Перейти на страницу:

— Почему, глупый? Ведь в конторе легче и почётнее!

Стою на своём.

Склонил он голову, подумал.

— Благословляю, — говорит. — Чудной ты парень однако — надо следить за тобою… Иди с миром!

Пошёл я в лес.

Весна была тогда, апрель холодный.

Работа трудная, лес — вековой, коренье редькой глубоко ушло, боковое толстое, — роешь-роешь, рубишь-рубишь — начнёшь пень лошадью тянуть, старается она во всю силу, а только сбрую рвёт. Уже к полудню кости трещат, и лошадь дрожит и в мыле вся, глядит на меня круглым глазом и словно хочет сказать:

«Не могу, брат, трудно!»

Поглажу её, похлопаю по шее.

— Вижу! — И снова рыть да рубить, а лошадь смотрит, встряхивая шкурой и качая головой. Лошади — умные; я полагаю, что бессмыслие деяний человеческих им видимо.

В это время была у меня встреча с Михайлой; чуть-чуть она худо не кончилась для нас. Иду я однажды после трапезы полуденной на работу, уже в лес вошёл, вдруг догоняет он меня, в руках — палка, лицо озверевшее, зубы оскалил, сопит, как медведь… Что такое?

Остановился, жду. А он, ни слова не говоря, как размахнётся палкой на меня! Я вовремя согнулся, да в живот ему головой; сшиб с ног, сел на груди, палку вырвал, спрашиваю:

— Ты что это? За что?

Он возится подо мной, хрипит:

— Уходи прочь из обители…

— Почему?

— Не могу тебя видеть, убью… Уходи!

Глаза у него красные, и слёзы выступают из них тоже будто красные, а на губах пена кипит. Рвёт он мне одежду, щиплет тело, царапается, всё хочет лицо достать. Я его тиснул легонько, слез с грудей и говорю:

— На тебе же чин монашеский лежит, а ты, скот, такую злобу носишь в себе! И — за что?

Сидит он в грязи и настойчиво требует:

— Уйди! Не губи мою душу…

Ничего не понимаю. Потом — догадался, спрашиваю его тихонько:

— Может, ты, Миха, думаешь, что я сказал кому-нибудь о пороке твоём? Напрасно; никому я не говорил, ей-ей!

Встал он, пошатнулся, обнял дерево, глядит на меня из-за ствола дикими глазами и рычит:

— Пусть бы ты всему миру сказал — легче мне! Пред людьми покаюсь, и они простят, а ты, сволочь, хуже всех, — не хочу быть обязан тебе, гордец ты и еретик! Сгинь, да не введёшь меня в кровавый грех!

— Ну, уж это, — мол, — ты сам уходи, коли тебе надо, я — не уйду, так и знай!

А он снова бросился на меня, и упали мы оба в грязь, выпачкались, как лягушки. Оказался я много сильнее его, встал, а он лежит, плачет, несчастный.

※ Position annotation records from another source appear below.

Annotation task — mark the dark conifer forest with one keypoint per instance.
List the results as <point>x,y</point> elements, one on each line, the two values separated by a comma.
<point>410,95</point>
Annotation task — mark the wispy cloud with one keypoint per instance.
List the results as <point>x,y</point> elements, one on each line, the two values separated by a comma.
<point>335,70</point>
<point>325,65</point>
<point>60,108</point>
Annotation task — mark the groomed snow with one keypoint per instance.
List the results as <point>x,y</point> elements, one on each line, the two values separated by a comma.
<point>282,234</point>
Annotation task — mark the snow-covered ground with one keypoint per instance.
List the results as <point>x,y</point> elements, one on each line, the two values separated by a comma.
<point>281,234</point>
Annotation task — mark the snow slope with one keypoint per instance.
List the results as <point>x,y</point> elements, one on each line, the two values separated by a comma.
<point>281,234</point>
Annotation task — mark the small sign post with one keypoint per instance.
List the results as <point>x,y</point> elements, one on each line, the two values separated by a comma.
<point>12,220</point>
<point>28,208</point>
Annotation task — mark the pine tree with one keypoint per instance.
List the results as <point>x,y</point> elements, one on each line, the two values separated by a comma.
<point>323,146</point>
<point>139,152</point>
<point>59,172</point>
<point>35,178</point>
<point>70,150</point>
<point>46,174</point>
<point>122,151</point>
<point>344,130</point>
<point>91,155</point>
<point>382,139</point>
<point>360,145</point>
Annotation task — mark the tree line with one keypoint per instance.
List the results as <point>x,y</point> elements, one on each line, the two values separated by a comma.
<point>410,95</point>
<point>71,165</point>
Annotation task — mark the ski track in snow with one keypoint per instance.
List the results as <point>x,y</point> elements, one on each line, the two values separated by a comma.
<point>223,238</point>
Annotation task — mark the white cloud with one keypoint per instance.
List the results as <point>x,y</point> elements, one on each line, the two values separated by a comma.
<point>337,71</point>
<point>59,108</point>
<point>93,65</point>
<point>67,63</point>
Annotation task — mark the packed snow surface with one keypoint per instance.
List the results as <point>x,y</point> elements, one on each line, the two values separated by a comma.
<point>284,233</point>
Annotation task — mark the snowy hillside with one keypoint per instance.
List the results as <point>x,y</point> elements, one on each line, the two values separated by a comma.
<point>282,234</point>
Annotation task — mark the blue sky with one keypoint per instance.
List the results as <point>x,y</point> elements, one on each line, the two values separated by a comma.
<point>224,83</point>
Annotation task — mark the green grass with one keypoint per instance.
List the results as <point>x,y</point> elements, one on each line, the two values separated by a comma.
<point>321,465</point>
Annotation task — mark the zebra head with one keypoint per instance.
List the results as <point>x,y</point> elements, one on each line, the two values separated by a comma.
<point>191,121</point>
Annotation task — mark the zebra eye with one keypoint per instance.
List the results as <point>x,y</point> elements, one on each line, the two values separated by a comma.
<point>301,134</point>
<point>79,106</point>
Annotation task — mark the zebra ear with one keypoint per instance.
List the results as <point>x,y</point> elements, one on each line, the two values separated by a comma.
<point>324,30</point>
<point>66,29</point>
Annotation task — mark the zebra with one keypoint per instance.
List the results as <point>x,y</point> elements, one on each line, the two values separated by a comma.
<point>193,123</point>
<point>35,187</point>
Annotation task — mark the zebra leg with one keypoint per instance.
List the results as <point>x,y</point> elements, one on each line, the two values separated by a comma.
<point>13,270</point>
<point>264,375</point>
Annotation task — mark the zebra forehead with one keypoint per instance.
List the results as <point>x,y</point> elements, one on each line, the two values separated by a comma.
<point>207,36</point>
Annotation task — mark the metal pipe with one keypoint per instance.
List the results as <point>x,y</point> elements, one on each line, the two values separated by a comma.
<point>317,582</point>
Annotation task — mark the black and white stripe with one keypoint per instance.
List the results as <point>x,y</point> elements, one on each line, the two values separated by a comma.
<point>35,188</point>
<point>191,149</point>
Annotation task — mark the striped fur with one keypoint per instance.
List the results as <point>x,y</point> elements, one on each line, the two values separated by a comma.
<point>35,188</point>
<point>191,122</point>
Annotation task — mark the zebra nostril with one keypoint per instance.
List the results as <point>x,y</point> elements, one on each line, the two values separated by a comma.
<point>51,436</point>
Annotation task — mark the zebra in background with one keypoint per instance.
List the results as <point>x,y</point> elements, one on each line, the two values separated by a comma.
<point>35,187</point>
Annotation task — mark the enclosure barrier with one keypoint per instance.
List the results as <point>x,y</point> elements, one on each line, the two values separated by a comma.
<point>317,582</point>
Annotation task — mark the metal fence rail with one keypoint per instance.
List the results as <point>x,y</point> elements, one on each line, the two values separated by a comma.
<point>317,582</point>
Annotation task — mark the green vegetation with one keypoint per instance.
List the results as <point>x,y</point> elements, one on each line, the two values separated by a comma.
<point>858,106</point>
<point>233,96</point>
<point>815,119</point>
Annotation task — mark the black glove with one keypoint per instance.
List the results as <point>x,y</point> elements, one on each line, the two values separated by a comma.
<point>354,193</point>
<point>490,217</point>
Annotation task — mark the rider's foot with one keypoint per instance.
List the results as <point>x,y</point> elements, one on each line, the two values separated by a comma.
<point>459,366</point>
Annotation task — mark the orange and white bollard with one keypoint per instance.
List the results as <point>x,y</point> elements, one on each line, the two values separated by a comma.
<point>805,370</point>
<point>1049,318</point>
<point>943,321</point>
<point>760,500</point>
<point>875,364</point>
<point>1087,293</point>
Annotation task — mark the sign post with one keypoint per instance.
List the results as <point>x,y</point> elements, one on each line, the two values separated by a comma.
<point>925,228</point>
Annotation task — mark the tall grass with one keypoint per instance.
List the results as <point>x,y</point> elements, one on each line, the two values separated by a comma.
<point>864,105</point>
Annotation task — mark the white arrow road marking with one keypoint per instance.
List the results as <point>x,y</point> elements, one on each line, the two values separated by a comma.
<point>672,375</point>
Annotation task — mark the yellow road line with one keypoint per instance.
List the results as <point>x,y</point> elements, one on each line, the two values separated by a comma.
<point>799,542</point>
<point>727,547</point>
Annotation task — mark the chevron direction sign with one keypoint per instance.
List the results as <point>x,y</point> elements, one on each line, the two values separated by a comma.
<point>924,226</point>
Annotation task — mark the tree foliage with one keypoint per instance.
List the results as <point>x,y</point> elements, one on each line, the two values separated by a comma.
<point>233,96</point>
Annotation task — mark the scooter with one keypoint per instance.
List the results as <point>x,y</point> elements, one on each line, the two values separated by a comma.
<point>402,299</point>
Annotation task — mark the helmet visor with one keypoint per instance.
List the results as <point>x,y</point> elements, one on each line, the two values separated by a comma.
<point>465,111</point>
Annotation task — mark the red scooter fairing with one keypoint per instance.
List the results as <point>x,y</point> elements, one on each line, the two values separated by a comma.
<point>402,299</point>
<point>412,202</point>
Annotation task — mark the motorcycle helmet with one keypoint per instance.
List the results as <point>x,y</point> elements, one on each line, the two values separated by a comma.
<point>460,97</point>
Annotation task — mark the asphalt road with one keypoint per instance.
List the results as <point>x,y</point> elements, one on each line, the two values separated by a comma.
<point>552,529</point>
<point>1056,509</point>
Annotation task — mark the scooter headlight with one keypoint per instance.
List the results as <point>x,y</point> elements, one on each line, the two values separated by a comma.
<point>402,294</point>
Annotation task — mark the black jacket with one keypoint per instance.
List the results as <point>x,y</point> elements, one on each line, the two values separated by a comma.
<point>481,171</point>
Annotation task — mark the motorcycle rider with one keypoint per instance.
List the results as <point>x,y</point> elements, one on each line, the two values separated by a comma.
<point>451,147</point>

— Слушай, Михайла, — говорю. — Я уйду немного погодя, а теперь — не могу! Не из упрямства это, а нужда у меня, надо мне здесь быть!

— Иди к дьяволу, отцу твоему! — стонет он и зубами скрипит.

Отошёл я от него, а через мало дней велено было ему ехать в город на подворье монастырское, и больше не видал я его.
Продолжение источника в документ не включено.